Titre : Maître Patrick Descamps

Crédit :Charles Guyard

"On veut une vérité judiciaire"


Maitre Louis-René Penneau va représenter 32 parties civiles, qui attendent beaucoup de ce procès. "Mes clients et moi-même attendons une prise de responsabilité des prévenus, si c'est possible. On veut une vérité judiciaire, on pense qu'il est nécessaire d'avoir des condamnations et c'est ce qu'on attend de ce dossier. On a une défense qui consiste à dire "je n'étais pas sur le chantier, je n'ai pas fait mon métier, donc ce sont les autres qui sont responsables !" Evidemment, c'est totalement inaudible pour les parties civiles. Ce procès va avoir un retentissement national, et c'est déjà le cas, au niveau de toutes les professions qui participent à une construction. En indiquant clairement : "vous n'avez pas juste à construire un bâtiment qui dure 10 ans juste le temps de la garantie décennale, mais des bâtiments sûrs qui ne tuent pas les gens."


 

Trois semaines au moins


Le procès doit durer au moins jusqu'au 4 mars.

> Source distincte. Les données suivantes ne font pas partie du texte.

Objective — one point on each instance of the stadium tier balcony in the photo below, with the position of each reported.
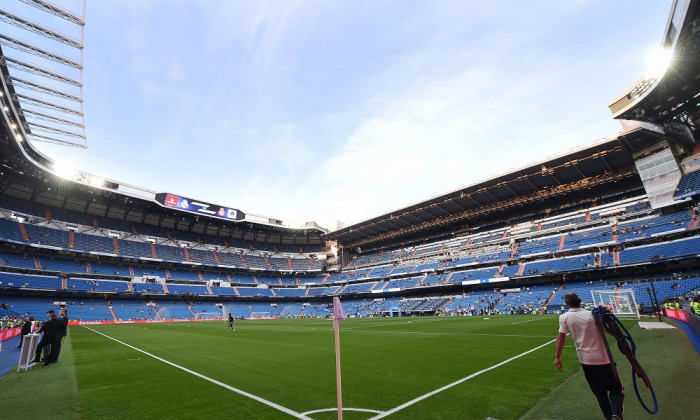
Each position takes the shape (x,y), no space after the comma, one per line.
(134,309)
(134,249)
(561,264)
(289,292)
(662,251)
(94,285)
(324,291)
(402,283)
(187,289)
(170,253)
(473,275)
(176,274)
(148,288)
(241,279)
(64,266)
(150,272)
(689,185)
(359,288)
(205,310)
(18,261)
(25,281)
(202,256)
(174,310)
(10,230)
(254,291)
(223,291)
(46,236)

La demande en nullité de certains actes réclamée par la défense ne compromettra pas la tenue même de ce procès au tribunal d'Angers. Les prévenus sont poursuivis pour homicides involontaires et blessures involontaires, et ils encourent des peines allant de l'amende de 1.500 euros pour les blessures les plus légères à trois ans d’emprisonnement et 45.000 euros d’amende pour les homicides.